Le PLC n’a pas besoin d’être surdimensionné si la tâche de contrôle est simple. Ce qui importe le plus, c’est que les points d’E/S soient suffisants, que les types de signaux soient corrects, que le câblage soit clair, que la logique soit fiable et que le système puisse fonctionner en toute sécurité pendant de nombreuses années.
Ainsi, lorsque vous examinez une armoire de commande PLC, ne vous concentrez pas uniquement sur la marque ou le numéro de modèle. La question la plus importante est :
Cette structure de PLC peut-elle recevoir les signaux requis, traiter la logique et commander l’équipement de manière fiable ?
Si la réponse est oui, alors la configuration du PLC est peut-être déjà adaptée au projet.
Conclusion
En termes simples, une armoire de commande PLC transforme les signaux en contrôle automatique.
Le PLC est le cerveau et le système nerveux de l’armoire de commande.
Les appareils de terrain fournissent les informations.
Le MCC et les moteurs effectuent l’action.
Un PLC n’a pas besoin d’être l’appareil le plus puissant. Il doit être stable, compact, robuste et suffisant pour la fonction de contrôle requise.
Pour de nombreux systèmes industriels, le suffisant est bon. En effet, la même idée peut s’appliquer à la vie et à la nature.
FAQ
Quel est l’objectif principal d’une armoire de commande PLC ?
L’objectif principal d’une armoire de commande PLC est de faire réagir un système automatiquement.
Elle reçoit des signaux des appareils de terrain, traite la logique à l’intérieur du programme du PLC et envoie des commandes à d’autres équipements.
Pourquoi utiliser un PLC plutôt qu’une commande manuelle ?
La commande manuelle dépend des personnes.
Un PLC peut surveiller les signaux et réagir automatiquement. Par exemple, si le niveau d’eau est bas, le PLC peut démarrer une pompe. Si un défaut survient, le PLC peut arrêter l’équipement et déclencher une alarme.
Pourquoi le CPU du PLC est-il appelé le cerveau de l’armoire ?
Le CPU du PLC reçoit des informations, traite la logique et envoie des commandes.
C’est comparable à la façon dont un cerveau reçoit des informations du corps, prend des décisions et envoie des instructions aux muscles.
Qu’est-ce que les E/S numériques dans un PLC ?
Les E/S numériques sont utilisées pour les signaux simples de type MARCHE/ARRÊT.
Elles n’ont que deux états, tels que 1 ou 0, en marche ou arrêté, défaut ou normal, ouvert ou fermé.
Qu’est-ce que les E/S analogiques dans un PLC ?
Les E/S analogiques sont utilisées pour les valeurs changeantes.

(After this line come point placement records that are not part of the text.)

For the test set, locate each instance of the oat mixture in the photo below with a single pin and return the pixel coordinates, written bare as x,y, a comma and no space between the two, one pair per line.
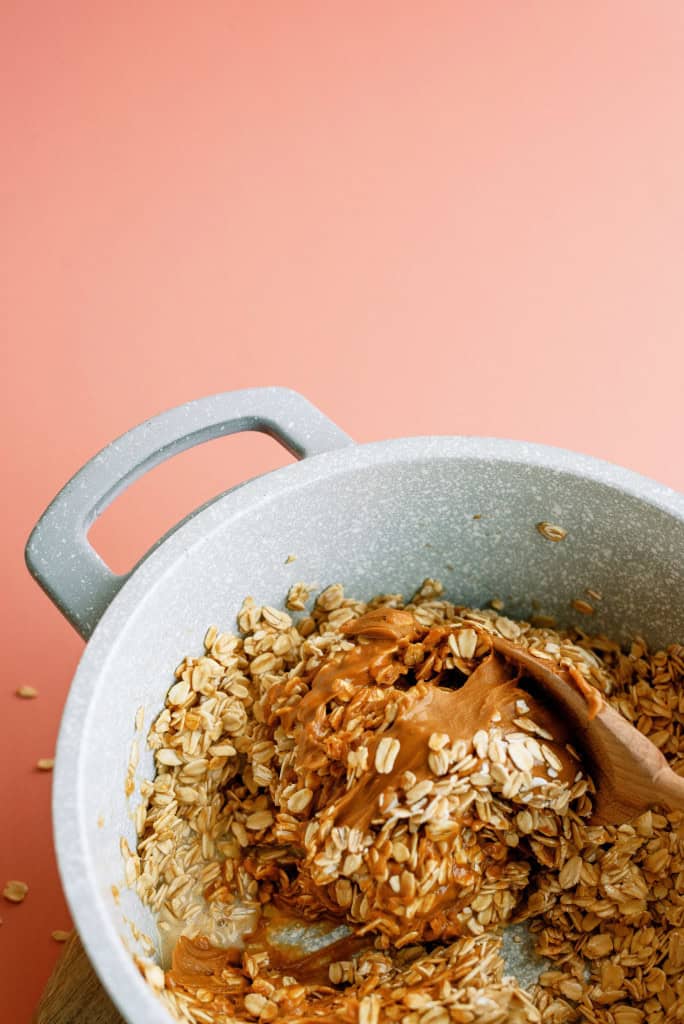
375,774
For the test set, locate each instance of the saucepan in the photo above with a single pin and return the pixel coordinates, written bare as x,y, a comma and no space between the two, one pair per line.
378,517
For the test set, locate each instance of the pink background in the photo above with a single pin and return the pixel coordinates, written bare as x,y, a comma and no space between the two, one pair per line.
430,217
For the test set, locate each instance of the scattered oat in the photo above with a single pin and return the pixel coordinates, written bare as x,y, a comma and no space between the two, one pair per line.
15,892
298,595
551,531
28,692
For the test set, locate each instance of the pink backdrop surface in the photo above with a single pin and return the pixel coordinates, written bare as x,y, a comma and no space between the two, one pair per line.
428,217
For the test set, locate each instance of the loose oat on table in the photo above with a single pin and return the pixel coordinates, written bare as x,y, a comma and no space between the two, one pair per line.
27,692
15,891
238,820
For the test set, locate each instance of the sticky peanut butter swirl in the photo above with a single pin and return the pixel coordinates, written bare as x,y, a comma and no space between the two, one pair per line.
415,769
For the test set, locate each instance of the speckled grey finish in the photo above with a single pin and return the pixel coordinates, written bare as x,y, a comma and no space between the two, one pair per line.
379,517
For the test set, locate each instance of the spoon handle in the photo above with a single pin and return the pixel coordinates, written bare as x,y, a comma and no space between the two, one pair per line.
669,790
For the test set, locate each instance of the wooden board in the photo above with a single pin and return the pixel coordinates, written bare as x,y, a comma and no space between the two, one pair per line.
74,994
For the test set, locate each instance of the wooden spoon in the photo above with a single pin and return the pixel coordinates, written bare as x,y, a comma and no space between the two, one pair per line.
629,772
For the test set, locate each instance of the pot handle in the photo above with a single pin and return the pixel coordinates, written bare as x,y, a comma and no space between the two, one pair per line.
58,554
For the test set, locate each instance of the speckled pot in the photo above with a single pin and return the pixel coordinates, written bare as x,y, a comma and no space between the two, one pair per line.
378,517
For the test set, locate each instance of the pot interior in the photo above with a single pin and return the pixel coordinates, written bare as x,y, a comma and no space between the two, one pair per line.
376,522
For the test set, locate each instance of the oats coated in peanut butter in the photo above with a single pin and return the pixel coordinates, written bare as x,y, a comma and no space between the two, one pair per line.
348,810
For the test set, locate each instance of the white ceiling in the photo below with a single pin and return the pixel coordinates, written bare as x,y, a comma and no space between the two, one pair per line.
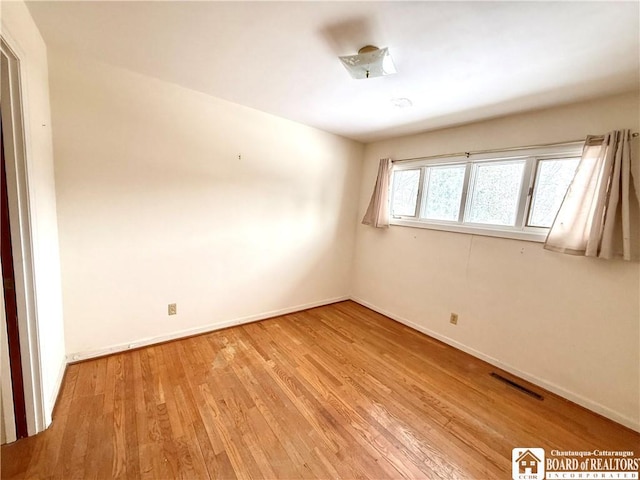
457,61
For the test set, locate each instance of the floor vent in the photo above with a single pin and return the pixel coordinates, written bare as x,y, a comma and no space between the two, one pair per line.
513,384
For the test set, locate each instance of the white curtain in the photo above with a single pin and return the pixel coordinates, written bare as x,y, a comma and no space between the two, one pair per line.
599,214
378,212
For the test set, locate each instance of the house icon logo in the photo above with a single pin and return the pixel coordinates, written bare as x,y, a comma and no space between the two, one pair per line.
527,463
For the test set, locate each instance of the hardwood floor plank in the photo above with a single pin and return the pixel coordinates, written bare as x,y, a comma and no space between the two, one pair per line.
332,392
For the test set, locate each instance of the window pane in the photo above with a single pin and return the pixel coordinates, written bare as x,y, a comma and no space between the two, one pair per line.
552,180
405,192
495,194
444,190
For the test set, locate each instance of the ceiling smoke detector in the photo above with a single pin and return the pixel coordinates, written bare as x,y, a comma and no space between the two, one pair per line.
370,62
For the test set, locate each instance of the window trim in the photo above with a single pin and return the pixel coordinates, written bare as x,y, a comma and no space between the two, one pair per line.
520,231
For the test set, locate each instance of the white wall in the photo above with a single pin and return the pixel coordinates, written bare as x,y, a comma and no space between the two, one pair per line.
22,34
156,208
569,324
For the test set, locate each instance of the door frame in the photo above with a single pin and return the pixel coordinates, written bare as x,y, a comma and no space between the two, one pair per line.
15,126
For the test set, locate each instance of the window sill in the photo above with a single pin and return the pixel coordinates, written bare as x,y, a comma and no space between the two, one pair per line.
531,235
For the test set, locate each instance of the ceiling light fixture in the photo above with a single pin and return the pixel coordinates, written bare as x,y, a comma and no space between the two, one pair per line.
370,62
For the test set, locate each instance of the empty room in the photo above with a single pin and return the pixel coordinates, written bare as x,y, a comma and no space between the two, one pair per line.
290,240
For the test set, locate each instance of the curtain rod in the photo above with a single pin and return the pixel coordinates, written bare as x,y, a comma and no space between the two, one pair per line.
499,150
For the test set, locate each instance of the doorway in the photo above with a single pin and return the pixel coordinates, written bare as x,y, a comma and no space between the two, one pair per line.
21,326
15,374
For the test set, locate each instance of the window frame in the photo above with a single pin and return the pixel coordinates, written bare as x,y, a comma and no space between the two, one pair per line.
521,230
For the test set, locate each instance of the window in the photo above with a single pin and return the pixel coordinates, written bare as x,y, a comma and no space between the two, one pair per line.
514,195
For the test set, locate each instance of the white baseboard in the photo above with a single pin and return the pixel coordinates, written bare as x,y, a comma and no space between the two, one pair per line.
144,342
54,394
558,390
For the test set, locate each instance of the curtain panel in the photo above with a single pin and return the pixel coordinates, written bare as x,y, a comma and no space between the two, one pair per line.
599,215
377,214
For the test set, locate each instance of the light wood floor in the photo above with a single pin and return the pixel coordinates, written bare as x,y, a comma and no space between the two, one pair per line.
332,392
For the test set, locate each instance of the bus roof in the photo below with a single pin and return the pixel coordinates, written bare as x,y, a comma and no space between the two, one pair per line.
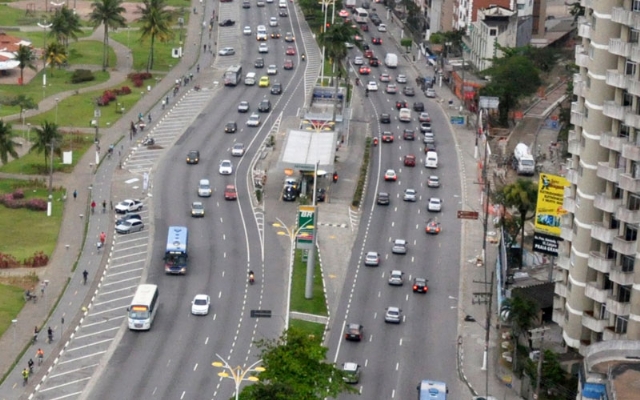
177,239
144,295
432,390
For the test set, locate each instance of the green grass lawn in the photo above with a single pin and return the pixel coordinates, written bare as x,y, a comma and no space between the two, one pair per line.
24,232
78,110
316,305
33,163
140,50
310,328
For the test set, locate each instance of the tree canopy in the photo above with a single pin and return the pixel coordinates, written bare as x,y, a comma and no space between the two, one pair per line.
295,368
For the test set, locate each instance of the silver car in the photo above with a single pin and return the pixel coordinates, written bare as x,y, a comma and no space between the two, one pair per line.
393,315
399,246
130,226
396,278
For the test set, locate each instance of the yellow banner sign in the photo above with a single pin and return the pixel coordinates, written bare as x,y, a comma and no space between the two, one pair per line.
549,207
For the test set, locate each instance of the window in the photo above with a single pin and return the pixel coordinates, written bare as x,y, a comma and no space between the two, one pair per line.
630,68
621,324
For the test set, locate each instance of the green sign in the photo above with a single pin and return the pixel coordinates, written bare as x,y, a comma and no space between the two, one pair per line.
306,227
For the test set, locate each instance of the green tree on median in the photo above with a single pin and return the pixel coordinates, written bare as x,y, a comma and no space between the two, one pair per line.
296,368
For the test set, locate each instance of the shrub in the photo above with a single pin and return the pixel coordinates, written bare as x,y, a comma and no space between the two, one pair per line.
82,75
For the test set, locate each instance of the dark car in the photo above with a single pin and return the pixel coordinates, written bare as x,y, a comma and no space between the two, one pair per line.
354,332
230,127
227,22
276,88
383,199
193,157
289,194
408,134
420,285
264,106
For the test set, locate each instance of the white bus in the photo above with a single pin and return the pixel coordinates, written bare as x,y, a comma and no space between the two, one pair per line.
143,308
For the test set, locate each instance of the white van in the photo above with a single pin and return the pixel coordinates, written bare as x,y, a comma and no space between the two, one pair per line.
431,161
250,79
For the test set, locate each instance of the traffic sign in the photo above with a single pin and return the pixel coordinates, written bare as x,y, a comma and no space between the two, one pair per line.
467,214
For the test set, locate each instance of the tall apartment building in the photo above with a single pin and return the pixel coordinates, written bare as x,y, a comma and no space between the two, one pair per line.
597,291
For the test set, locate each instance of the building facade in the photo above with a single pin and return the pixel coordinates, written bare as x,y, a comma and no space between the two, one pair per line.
597,290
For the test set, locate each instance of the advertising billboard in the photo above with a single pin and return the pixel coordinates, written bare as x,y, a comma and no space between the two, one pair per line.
549,207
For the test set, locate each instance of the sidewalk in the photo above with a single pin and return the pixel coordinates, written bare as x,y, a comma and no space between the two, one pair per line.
73,254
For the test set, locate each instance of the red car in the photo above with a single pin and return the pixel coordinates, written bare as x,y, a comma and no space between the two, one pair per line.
364,70
230,193
288,64
410,160
387,137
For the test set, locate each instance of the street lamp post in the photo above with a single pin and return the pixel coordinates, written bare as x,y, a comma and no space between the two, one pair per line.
292,234
238,374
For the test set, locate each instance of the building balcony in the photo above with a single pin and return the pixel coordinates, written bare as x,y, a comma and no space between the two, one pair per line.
600,262
626,247
563,262
575,147
610,334
620,276
618,308
629,216
560,289
629,183
593,291
604,171
592,323
610,141
616,79
584,30
605,202
569,204
572,176
616,46
631,151
614,110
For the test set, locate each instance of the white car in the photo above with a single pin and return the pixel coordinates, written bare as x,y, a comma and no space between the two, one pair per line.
227,51
254,120
237,150
226,167
435,204
200,304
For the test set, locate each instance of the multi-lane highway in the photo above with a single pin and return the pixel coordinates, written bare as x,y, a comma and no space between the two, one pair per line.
173,360
394,358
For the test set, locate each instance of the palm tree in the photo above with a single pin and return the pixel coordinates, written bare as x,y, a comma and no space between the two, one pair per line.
64,25
335,40
7,145
521,195
46,136
109,14
25,56
56,55
156,24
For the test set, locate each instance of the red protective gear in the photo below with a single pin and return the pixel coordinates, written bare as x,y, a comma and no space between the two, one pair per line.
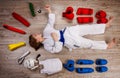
100,14
69,16
14,29
83,20
68,13
21,19
84,11
102,20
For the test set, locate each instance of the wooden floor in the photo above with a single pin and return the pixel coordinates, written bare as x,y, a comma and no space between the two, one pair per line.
9,67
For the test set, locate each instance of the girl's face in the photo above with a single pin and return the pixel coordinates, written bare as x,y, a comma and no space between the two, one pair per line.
38,37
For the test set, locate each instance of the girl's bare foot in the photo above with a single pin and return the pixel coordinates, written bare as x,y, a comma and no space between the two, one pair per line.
112,43
108,24
48,8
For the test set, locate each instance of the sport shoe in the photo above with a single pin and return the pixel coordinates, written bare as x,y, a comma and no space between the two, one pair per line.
84,70
101,62
101,69
84,62
69,65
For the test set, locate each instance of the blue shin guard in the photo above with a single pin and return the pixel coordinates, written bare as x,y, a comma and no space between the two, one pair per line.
84,70
101,69
69,65
101,62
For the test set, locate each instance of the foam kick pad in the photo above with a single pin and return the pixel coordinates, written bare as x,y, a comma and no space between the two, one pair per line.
69,65
101,69
100,14
101,62
21,19
83,20
14,29
84,11
102,20
68,13
85,62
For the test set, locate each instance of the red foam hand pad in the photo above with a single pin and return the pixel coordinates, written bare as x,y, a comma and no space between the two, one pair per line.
14,29
69,16
69,10
84,11
100,14
83,20
68,13
102,20
21,19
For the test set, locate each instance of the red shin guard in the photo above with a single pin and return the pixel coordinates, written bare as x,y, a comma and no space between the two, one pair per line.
68,13
102,20
83,20
20,19
14,29
84,11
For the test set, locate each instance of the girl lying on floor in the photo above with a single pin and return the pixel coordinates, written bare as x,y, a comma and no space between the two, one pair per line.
71,37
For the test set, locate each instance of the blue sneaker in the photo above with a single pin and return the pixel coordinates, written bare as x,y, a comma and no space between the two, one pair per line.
84,70
84,62
101,69
101,62
69,65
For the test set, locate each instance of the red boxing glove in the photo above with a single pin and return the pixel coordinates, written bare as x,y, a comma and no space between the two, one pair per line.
84,11
100,14
102,20
83,20
21,19
68,13
14,29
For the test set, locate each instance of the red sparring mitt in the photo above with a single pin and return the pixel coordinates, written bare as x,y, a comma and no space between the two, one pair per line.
84,11
100,14
14,29
68,13
20,19
102,20
83,20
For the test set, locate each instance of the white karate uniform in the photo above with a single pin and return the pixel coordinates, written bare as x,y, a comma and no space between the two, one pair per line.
51,66
73,36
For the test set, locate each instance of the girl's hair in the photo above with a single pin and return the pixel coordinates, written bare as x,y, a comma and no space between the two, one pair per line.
33,43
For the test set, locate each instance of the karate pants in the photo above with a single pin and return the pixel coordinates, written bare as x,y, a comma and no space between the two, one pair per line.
80,30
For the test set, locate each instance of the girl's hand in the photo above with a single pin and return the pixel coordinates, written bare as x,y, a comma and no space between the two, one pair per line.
48,8
54,36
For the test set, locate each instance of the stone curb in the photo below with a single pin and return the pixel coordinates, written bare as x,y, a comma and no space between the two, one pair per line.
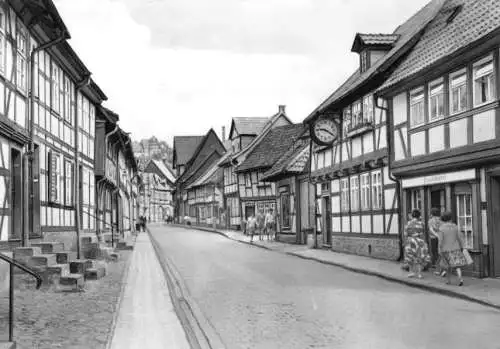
119,303
387,277
199,333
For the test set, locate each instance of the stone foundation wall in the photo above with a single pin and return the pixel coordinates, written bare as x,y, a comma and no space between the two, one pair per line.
377,247
68,238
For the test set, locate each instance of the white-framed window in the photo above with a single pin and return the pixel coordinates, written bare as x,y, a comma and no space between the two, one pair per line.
436,100
357,117
368,109
484,83
365,191
344,194
377,190
55,88
458,91
355,193
464,218
417,116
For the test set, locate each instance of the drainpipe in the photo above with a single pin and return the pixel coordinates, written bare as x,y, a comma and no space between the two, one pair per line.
389,162
28,161
76,179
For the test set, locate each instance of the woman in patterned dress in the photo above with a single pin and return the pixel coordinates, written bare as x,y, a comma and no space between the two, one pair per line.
416,249
451,245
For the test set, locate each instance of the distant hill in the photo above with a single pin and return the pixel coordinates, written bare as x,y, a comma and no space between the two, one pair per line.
152,149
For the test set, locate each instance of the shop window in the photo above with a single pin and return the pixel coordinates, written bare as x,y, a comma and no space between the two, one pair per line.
483,81
365,191
344,194
464,218
417,107
354,193
436,100
377,190
458,92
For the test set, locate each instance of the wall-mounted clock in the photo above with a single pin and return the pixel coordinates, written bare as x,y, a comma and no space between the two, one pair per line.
324,131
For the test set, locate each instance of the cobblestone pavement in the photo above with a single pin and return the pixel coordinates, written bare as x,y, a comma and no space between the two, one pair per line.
49,319
147,318
257,298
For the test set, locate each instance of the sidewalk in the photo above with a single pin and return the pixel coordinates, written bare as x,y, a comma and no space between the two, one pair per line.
146,317
482,291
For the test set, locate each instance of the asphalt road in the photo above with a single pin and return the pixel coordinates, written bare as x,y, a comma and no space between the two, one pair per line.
257,298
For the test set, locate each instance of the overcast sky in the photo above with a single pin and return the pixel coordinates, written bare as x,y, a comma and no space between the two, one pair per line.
180,67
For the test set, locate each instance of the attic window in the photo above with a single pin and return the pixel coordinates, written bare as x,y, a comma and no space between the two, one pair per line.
454,12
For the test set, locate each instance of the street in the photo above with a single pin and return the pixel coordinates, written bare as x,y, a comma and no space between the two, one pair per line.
256,298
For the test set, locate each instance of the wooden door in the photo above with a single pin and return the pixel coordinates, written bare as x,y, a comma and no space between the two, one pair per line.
494,206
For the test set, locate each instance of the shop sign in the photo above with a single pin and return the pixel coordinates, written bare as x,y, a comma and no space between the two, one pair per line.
439,178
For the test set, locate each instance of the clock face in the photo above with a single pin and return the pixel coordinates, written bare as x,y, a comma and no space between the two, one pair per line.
325,131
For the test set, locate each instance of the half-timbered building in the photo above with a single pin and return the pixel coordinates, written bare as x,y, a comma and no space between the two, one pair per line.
47,95
183,150
356,196
295,194
255,194
158,183
245,134
445,125
208,152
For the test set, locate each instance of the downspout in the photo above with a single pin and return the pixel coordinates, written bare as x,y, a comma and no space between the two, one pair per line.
389,162
28,161
76,185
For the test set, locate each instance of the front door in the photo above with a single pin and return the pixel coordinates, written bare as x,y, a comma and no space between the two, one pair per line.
494,206
327,221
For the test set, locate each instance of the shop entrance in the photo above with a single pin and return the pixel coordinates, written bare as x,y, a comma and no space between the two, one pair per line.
326,216
495,232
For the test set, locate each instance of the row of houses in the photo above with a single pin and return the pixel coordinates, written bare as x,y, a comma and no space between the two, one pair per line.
417,125
67,169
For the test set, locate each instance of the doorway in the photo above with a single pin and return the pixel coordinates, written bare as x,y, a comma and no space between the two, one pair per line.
326,221
495,232
16,194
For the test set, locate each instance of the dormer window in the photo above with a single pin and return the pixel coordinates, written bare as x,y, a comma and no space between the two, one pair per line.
372,47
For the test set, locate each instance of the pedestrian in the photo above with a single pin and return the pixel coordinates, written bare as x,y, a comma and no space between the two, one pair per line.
261,224
251,226
434,224
451,246
269,222
416,250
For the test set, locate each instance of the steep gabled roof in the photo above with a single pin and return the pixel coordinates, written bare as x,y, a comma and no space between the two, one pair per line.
408,33
184,148
272,147
250,126
294,161
458,24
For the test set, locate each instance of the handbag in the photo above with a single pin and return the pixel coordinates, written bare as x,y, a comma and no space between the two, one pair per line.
467,256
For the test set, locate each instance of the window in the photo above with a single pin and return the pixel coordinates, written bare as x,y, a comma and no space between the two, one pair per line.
483,82
436,100
357,117
344,194
346,121
68,183
417,107
377,190
55,88
458,92
368,109
354,193
365,191
464,218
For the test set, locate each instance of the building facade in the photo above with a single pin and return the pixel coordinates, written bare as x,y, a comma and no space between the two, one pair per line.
445,119
357,198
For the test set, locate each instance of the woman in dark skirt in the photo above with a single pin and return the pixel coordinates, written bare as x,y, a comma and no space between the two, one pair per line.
451,247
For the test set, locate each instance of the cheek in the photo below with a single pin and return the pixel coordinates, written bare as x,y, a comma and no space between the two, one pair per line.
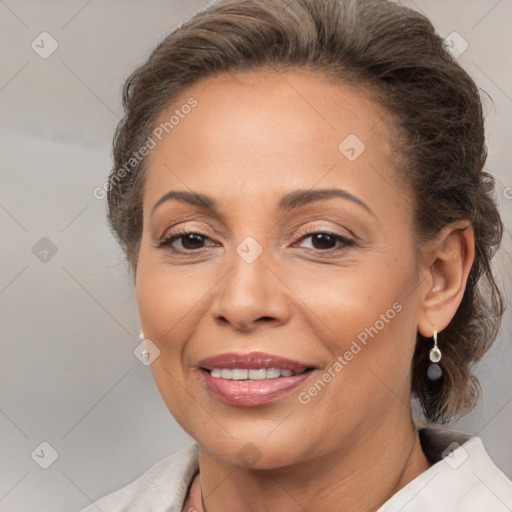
168,299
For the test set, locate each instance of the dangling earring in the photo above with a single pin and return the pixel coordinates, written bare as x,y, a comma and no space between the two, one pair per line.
434,371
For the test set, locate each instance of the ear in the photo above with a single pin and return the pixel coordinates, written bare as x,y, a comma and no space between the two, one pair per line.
446,265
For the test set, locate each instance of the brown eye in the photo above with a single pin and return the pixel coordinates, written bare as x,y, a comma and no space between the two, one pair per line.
187,242
325,241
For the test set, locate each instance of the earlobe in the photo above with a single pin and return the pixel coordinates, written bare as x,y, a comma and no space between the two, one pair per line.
449,261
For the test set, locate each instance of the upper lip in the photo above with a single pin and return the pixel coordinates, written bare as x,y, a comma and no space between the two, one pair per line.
252,360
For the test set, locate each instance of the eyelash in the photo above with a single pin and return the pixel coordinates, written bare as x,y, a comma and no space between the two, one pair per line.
346,242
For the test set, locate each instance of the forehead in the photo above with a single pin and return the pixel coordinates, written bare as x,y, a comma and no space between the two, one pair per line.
255,132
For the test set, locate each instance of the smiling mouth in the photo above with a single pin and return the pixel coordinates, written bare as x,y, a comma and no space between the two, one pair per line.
254,379
253,374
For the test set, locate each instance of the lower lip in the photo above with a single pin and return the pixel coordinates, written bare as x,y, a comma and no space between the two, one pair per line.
246,393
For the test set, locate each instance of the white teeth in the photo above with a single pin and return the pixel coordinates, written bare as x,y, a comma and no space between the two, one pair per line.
259,374
239,374
250,374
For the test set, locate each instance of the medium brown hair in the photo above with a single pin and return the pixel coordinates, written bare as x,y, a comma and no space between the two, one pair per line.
394,54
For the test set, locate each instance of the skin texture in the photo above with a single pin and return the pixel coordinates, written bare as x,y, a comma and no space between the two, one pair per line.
251,139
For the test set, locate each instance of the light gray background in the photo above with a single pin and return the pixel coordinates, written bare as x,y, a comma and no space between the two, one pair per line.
69,325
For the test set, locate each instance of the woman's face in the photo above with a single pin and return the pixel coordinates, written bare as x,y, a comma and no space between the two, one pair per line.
300,257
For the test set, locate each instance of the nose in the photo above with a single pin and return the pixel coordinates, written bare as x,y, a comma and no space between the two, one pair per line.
251,295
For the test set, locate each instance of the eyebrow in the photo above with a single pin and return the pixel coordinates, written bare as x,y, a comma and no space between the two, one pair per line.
289,201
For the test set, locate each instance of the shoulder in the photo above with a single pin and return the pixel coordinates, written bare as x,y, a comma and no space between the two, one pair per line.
162,488
463,478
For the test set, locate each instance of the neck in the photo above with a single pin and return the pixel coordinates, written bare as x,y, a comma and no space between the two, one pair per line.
362,475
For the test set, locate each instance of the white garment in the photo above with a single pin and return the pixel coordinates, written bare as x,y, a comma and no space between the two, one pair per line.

Elles aident le PLC à comprendre les conditions réelles telles que la température, la pression, le niveau, le débit, le courant, la tension ou la vitesse.
Le PLC reçoit-il directement la température ?
Pas toujours.
Par exemple, un capteur de température peut seulement changer sa résistance lorsque la température change. Le module d’entrée analogique mesure ce changement et le convertit en un nombre numérique. Après traitement, le PLC peut l’utiliser comme une valeur de température.
Quel est le rôle des borniers dans une armoire PLC ?
Les borniers sont les ports de connexion de l’armoire de commande PLC.
Les signaux de terrain entrent dans l’armoire par les borniers, et les commandes de sortie du PLC sortent de l’armoire par les borniers.
Pourquoi un PLC se connecte-t-il à un MCC ?
Les moteurs sont largement utilisés dans les systèmes industriels.
Le PLC décide quand un moteur doit démarrer, s’arrêter, se réinitialiser ou changer de vitesse. Le MCC gère la puissance du moteur, la protection, les contacteurs, les relais de surcharge, les démarreurs progressifs ou les VFD.
Le PLC alimente-t-il directement le moteur ?
Non.
Le PLC envoie des commandes de contrôle. Le MCC ou l’équipement de démarrage du moteur gère la puissance réelle du moteur.